"Süreç"te gizlenen vahamet!
Kapalı kapılar arkasında kotarılan "süreç"in iç yüzünde sembolik gösteriyle kalan terör örgütünün "silâh bırakması"nın "yasal güvence" şartına bağlanması karambola getiriliyor.
Gerçek şu ki, terörist başının "tüm gruplar silah bırakmalı, PKK kendini feshetmeli!" tâlimatı üzerine daha önce "Türkiye sınırında teröristan kabul etmiyoruz" diyen partili Cumhurbaşkanı ile "PKK, PYD/YPG, SDG Irak ve Suriye'deki uzantılarıyla terör örgütü silâh bırakıp kendini feshetmeli" şartını ileri süren Dışişleri Bakanı ve AKP sözcüsünün defalarca kamuoyuna deklare ettikleri taahhütlerinin havada kalması göz göre göre unutturuluyor.
Zira Suriye'nin kuzeyinde PKK'nın "Suriye kolu" PYD-YPG'nin "silah teslimi ve feshi" bir yana Amerika ve İsrail'in güdümünde devlet kurması emrivakisi, başta Saray iktidarıyla iktidar partisi, Öcalan'la terör örgütü ve DEM mahfillerince elbirliğiyle gündemden kaçırılıyor.
TÜRKİYE'NİN YANIBAŞINDA "TERÖRİSTAN" KURULUYOR!
Mizansen ortada. "Terör örgütünün bütün gruplarıyla - unsurlarıyla silâh bırakması ve feshi" ertelenirken, ABD-İngiltere ve İsrail'in başını çektiği emperyallerin güdümündeki Kuzey Irak Bölgesel Yönetimi kontrolündeki kamplarda ve Kandil'de hâlen silahlarıyla yuvalanıp cirit atan binlerce teröristin silâh bırakmadığı vakıası görmezden geliniyor.
Ancak en çarpıcısı, 30 militanın sahnelediği silah seremonisi "PKK silâh bıraktı", "41 yıllık terörü bitirdik!" sloganlarıyla propaganda edilirken, Cumhurbaşkanı'nın ikrarıyla ABD'nin füzeden uçaksavara 50 bin TIR dolusu silâhla silahlandırdığı 140 bin militanına "ordu" kurdurduğu PYD/YPG'nin Türkiye'nin yanıbaşında "devletleşmesi"nin karartılması.
Suriye'nin yüzde otuzunu kapsayan, ülkenin doğalgaz-petrol kaynaklarının yüzde 80'ninin yer aldığı en verimli topraklarında Ortadoğu'da "ikinci İsrail" işlevi gördürülecek örgütün, "ecnebî işgali ve tefrika projesi"ne teşne hale getirilmesinin gürültüye getirilmesi.

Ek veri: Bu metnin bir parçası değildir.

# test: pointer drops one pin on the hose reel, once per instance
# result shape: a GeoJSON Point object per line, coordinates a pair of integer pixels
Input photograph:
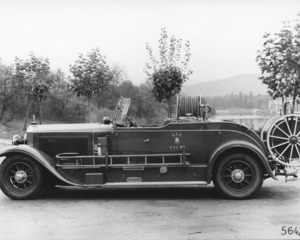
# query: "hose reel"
{"type": "Point", "coordinates": [192, 107]}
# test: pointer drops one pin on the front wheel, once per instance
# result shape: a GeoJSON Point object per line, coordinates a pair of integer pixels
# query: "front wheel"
{"type": "Point", "coordinates": [238, 176]}
{"type": "Point", "coordinates": [20, 177]}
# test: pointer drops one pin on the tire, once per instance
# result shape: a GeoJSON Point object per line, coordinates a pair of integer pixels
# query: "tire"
{"type": "Point", "coordinates": [20, 177]}
{"type": "Point", "coordinates": [238, 176]}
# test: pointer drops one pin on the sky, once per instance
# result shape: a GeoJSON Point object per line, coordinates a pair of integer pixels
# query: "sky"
{"type": "Point", "coordinates": [224, 35]}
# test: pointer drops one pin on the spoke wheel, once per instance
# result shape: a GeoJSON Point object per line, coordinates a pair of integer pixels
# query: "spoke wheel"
{"type": "Point", "coordinates": [20, 177]}
{"type": "Point", "coordinates": [283, 138]}
{"type": "Point", "coordinates": [266, 127]}
{"type": "Point", "coordinates": [238, 176]}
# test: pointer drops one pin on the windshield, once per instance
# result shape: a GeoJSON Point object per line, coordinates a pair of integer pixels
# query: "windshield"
{"type": "Point", "coordinates": [122, 110]}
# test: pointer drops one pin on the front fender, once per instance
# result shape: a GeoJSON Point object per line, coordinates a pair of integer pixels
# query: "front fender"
{"type": "Point", "coordinates": [240, 144]}
{"type": "Point", "coordinates": [45, 160]}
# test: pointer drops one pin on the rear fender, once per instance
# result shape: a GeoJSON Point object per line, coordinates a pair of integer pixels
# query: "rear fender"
{"type": "Point", "coordinates": [45, 160]}
{"type": "Point", "coordinates": [230, 145]}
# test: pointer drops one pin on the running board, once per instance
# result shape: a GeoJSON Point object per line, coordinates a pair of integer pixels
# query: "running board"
{"type": "Point", "coordinates": [118, 184]}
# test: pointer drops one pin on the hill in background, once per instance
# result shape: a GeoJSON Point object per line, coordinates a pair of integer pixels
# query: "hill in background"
{"type": "Point", "coordinates": [245, 83]}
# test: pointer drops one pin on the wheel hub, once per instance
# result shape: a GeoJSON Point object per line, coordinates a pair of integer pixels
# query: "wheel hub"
{"type": "Point", "coordinates": [237, 175]}
{"type": "Point", "coordinates": [293, 140]}
{"type": "Point", "coordinates": [20, 176]}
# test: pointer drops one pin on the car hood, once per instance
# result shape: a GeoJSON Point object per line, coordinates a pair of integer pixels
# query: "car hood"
{"type": "Point", "coordinates": [82, 127]}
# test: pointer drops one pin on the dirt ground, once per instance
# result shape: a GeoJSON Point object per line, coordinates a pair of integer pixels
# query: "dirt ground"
{"type": "Point", "coordinates": [153, 213]}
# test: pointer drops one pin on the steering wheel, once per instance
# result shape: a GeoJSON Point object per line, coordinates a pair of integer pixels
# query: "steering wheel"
{"type": "Point", "coordinates": [132, 122]}
{"type": "Point", "coordinates": [207, 108]}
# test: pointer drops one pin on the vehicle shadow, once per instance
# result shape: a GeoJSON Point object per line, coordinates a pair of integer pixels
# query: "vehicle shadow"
{"type": "Point", "coordinates": [130, 193]}
{"type": "Point", "coordinates": [184, 193]}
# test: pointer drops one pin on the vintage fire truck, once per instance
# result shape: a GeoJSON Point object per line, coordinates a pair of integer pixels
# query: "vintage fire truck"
{"type": "Point", "coordinates": [187, 150]}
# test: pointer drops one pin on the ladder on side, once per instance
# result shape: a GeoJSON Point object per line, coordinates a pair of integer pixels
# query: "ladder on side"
{"type": "Point", "coordinates": [73, 160]}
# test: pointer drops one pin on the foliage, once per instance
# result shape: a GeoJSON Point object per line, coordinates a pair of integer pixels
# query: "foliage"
{"type": "Point", "coordinates": [279, 61]}
{"type": "Point", "coordinates": [167, 75]}
{"type": "Point", "coordinates": [31, 75]}
{"type": "Point", "coordinates": [91, 75]}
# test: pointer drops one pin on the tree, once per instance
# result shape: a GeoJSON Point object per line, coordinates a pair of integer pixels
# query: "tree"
{"type": "Point", "coordinates": [6, 89]}
{"type": "Point", "coordinates": [279, 61]}
{"type": "Point", "coordinates": [31, 75]}
{"type": "Point", "coordinates": [167, 75]}
{"type": "Point", "coordinates": [91, 75]}
{"type": "Point", "coordinates": [118, 75]}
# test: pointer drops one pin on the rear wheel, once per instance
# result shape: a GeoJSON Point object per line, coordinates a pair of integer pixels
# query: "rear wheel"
{"type": "Point", "coordinates": [20, 177]}
{"type": "Point", "coordinates": [238, 176]}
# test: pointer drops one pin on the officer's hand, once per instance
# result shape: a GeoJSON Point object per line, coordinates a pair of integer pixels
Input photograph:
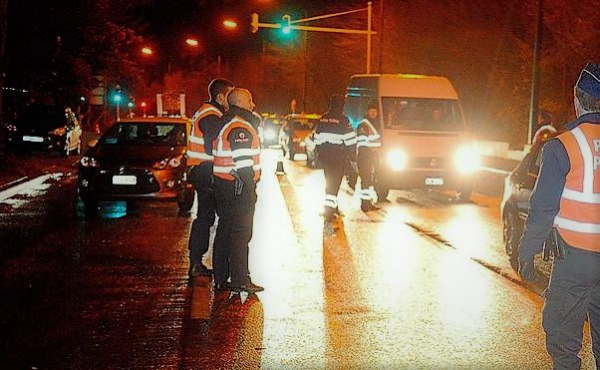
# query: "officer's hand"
{"type": "Point", "coordinates": [527, 270]}
{"type": "Point", "coordinates": [238, 185]}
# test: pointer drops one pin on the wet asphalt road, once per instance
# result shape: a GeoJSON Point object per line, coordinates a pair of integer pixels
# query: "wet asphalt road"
{"type": "Point", "coordinates": [393, 290]}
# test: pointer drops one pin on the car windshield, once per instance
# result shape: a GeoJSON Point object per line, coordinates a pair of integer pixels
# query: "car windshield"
{"type": "Point", "coordinates": [414, 114]}
{"type": "Point", "coordinates": [151, 134]}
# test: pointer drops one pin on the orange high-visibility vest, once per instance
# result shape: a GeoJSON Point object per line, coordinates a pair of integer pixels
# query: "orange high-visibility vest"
{"type": "Point", "coordinates": [196, 152]}
{"type": "Point", "coordinates": [226, 159]}
{"type": "Point", "coordinates": [578, 220]}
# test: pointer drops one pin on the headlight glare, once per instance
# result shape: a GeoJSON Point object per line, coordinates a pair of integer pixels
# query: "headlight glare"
{"type": "Point", "coordinates": [58, 131]}
{"type": "Point", "coordinates": [87, 161]}
{"type": "Point", "coordinates": [467, 159]}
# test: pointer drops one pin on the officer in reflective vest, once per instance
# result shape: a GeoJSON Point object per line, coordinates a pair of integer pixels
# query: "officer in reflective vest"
{"type": "Point", "coordinates": [336, 142]}
{"type": "Point", "coordinates": [368, 142]}
{"type": "Point", "coordinates": [236, 171]}
{"type": "Point", "coordinates": [545, 128]}
{"type": "Point", "coordinates": [566, 200]}
{"type": "Point", "coordinates": [205, 122]}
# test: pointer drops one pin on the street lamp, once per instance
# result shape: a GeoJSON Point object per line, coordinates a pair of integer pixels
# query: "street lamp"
{"type": "Point", "coordinates": [117, 99]}
{"type": "Point", "coordinates": [291, 25]}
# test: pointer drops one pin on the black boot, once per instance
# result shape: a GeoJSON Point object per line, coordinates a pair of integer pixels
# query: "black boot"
{"type": "Point", "coordinates": [367, 206]}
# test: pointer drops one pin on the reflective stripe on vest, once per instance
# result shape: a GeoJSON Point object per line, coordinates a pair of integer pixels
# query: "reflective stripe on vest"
{"type": "Point", "coordinates": [578, 219]}
{"type": "Point", "coordinates": [227, 160]}
{"type": "Point", "coordinates": [371, 140]}
{"type": "Point", "coordinates": [196, 152]}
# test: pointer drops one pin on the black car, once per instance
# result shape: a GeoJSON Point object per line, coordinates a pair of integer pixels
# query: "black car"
{"type": "Point", "coordinates": [46, 128]}
{"type": "Point", "coordinates": [269, 130]}
{"type": "Point", "coordinates": [514, 207]}
{"type": "Point", "coordinates": [138, 159]}
{"type": "Point", "coordinates": [295, 129]}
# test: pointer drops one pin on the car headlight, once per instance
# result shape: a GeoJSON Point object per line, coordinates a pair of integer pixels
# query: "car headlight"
{"type": "Point", "coordinates": [168, 163]}
{"type": "Point", "coordinates": [467, 159]}
{"type": "Point", "coordinates": [396, 159]}
{"type": "Point", "coordinates": [61, 131]}
{"type": "Point", "coordinates": [88, 161]}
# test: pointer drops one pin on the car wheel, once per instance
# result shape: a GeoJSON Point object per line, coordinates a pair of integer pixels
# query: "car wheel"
{"type": "Point", "coordinates": [511, 235]}
{"type": "Point", "coordinates": [78, 148]}
{"type": "Point", "coordinates": [66, 149]}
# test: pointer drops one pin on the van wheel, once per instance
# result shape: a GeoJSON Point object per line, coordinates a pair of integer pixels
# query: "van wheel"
{"type": "Point", "coordinates": [381, 189]}
{"type": "Point", "coordinates": [464, 193]}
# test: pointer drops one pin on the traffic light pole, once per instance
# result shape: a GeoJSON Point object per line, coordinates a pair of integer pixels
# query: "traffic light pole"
{"type": "Point", "coordinates": [292, 25]}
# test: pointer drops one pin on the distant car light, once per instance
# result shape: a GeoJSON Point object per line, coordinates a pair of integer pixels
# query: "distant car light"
{"type": "Point", "coordinates": [397, 159]}
{"type": "Point", "coordinates": [269, 134]}
{"type": "Point", "coordinates": [467, 159]}
{"type": "Point", "coordinates": [58, 131]}
{"type": "Point", "coordinates": [168, 162]}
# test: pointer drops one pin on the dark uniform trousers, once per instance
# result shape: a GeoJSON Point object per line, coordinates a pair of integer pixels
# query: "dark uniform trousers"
{"type": "Point", "coordinates": [234, 232]}
{"type": "Point", "coordinates": [332, 159]}
{"type": "Point", "coordinates": [367, 160]}
{"type": "Point", "coordinates": [573, 289]}
{"type": "Point", "coordinates": [201, 178]}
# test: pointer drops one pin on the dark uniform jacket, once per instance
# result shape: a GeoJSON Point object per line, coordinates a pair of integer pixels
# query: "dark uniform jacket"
{"type": "Point", "coordinates": [546, 195]}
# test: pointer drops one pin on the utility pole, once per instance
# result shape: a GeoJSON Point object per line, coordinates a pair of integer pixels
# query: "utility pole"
{"type": "Point", "coordinates": [3, 37]}
{"type": "Point", "coordinates": [535, 81]}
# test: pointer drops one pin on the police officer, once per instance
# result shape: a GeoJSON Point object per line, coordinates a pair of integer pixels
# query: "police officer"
{"type": "Point", "coordinates": [368, 142]}
{"type": "Point", "coordinates": [236, 170]}
{"type": "Point", "coordinates": [545, 127]}
{"type": "Point", "coordinates": [335, 141]}
{"type": "Point", "coordinates": [566, 203]}
{"type": "Point", "coordinates": [205, 122]}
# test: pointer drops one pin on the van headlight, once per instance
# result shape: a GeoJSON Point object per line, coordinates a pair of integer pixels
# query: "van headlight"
{"type": "Point", "coordinates": [467, 159]}
{"type": "Point", "coordinates": [168, 163]}
{"type": "Point", "coordinates": [269, 134]}
{"type": "Point", "coordinates": [396, 159]}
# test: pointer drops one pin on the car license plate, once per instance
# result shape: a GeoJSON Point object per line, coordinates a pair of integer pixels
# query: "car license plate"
{"type": "Point", "coordinates": [124, 180]}
{"type": "Point", "coordinates": [436, 181]}
{"type": "Point", "coordinates": [33, 139]}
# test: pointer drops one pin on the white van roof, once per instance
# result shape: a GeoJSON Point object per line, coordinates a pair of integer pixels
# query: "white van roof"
{"type": "Point", "coordinates": [411, 85]}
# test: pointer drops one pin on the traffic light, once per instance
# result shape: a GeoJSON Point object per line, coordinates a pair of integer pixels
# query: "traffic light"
{"type": "Point", "coordinates": [285, 26]}
{"type": "Point", "coordinates": [254, 22]}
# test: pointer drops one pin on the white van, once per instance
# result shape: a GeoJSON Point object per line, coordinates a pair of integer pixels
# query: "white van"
{"type": "Point", "coordinates": [425, 139]}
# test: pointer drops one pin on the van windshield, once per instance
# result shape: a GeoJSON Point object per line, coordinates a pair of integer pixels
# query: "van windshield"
{"type": "Point", "coordinates": [414, 114]}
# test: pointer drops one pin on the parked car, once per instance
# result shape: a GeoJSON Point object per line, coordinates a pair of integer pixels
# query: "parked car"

Neticede, her ne kadar "iktidara iliştirilmiş medya"da algı operasyonlarıyla pompalansa da küresel işgalcilerin maşası "terör devleti" belâsı bütün bölgenin başına geçiriliyor.
İsrail'in yüzde 35'ni işgal edip gün aşırı bombaladığı Suriye'nin kuzeyinde Fırat'ın doğusunda ABD'nin desteğinde, Trump'un bütçeden 150 milyon dolar ayırdığı PYD/YPG'yi İsrail'in himâyesinde kalıcılaştırılıp "meşrulaştırılıyor." Türkiye'nin dibinde göz göre göre PKK'nın "devletleşmesi"yle "teröristan" kurulması oldubittiye getiriliyor.
BİLE BİLE KAMUOYU YANILTILIYOR...
Bir diğer vahamet, en son Şam'da Şara ve PKK/YPG elebaşlarından Mazlum Abdi ile görüşmeleri sonrası Amerika'nın Ankara Büyükelçisi ve Trump'un Suriye Özel Temsilcisi Thomas Barrack'ın bir yandan "tek yol Şam'dır" diyerek "entegrasyon önerisi"yle güya "Suriye'nin federasyonla bölünmesini istemediği" söylemiyle suret-i haktan görünürken, diğer yandan sözkonusu terör örgütünün omurgasını oluşturduğu "Suriye Demokratik Güçleri (SDG) Suriye hükümetinde son derece önemli kilit müttefikimiz" övgüsüyle bölgedeki baş işbirlikçisi "Suriye PKK'sı"na ABD ile işgal ortaklarının desteğini bildirmesi.